The algorithm used to produce <ROTI> predictions is a Ridge Regression. A Ridge Regression is a Linear Regression (sum of squares) with a small bias [4]. This results in a significant drop in variance. However, starting with a slightly deficient fit results in an improved long-term prediction since the same pattern that the model was trained on is not memorized. A Ridge Regression is ideal for working with data that shows multicollinearity tendencies, such as <ROTI> data. In comparison, an Ordinary Least Squares (OLS) model treats all variables equally and is unbiased. The OLS model therefore becomes more complex as the number of variables increases. As displayed in Figure 7, the optimal model complexity is at the middle of the plot, where the error is at its lowest. Unlike the OLS model, the regularization parameter of a Ridge Regression can be tuned to change the model’s coefficients and produce more accurate predictions.

The Ridge Regression has several variables and parameters:

α = Hyperparameter that determines the regularization strength. The larger the alpha value, the stronger the regularization. A large alpha increases the bias of the model significantly. An alpha value equal to 1 is equivalent to a Linear Regression.
w = Vector of coefficients
B = Regression coefficients to be estimated
e = Error residuals
X = Matrix of independent variables (x)
Y = Dependent variable (prediction)

The Ridge Regression equation, in matrix form, used to calculate desired predictions is shown in (1) [6].

Y = XB + e (1)

The loss function of the Ridge Regression is the linear least squares function, as shown in (2), and the regularization is given by the L2 norm, which calculates the distance of a vector coordinate from the origin of the vector in space. It is equivalent to the OLS model plus α multiplied by the summation of the squared coefficient values [4].

$Lf = \sum_{i}^{n}(y_{pred}-y)^2+\alpha\omega_0^2+ \alpha \omega_ 1^2+ \alpha \omega_ 2^2+ \alpha \omega_ 4^2...$ (2)

Overall, when calculating predictions, the Ridge Regression aims to minimize the loss function by finding a balance between minimizing the residual sum of squares as well as the coefficients (3) [4].

$\sum_{i}^{n} (y_{pred}-y)^2 = \sum_{i}^{n} (\omega x-y)^2$ (3)
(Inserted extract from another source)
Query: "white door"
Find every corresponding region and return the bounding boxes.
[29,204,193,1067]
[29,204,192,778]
Coefficients of the Ridge Regression are calculated by first taking the cost function, performing some algebra, taking the partial derivative of the cost function with respect to w, and setting it equal to 0 to solve (4) [4].

(4)

The Ridge Regression model used to predict <ROTI> was programmed using Python and three main libraries: Pandas, Numpy, and Scikit-Learn. It was fit and tested on data from a total of 22 disturbed and stormy days with 18 days used for training and 4 days used for testing. The overall goal was to test which space weather and geophysical measurements would be useful for a ML prediction system. The test was performed with historical GPS and magnetometer data to predict the location, time, and intensity of concerned irregularities, under various geophysical and space weather conditions.

Two measures of performance were used to determine the accuracy of the Ridge Regression model: Root Mean Square Error (RMSE) and R squared (R²). RMSE is the average magnitude of the residuals, or error, and is represented by (5). It is optimal to obtain an RMSE as close to 0 as possible [7].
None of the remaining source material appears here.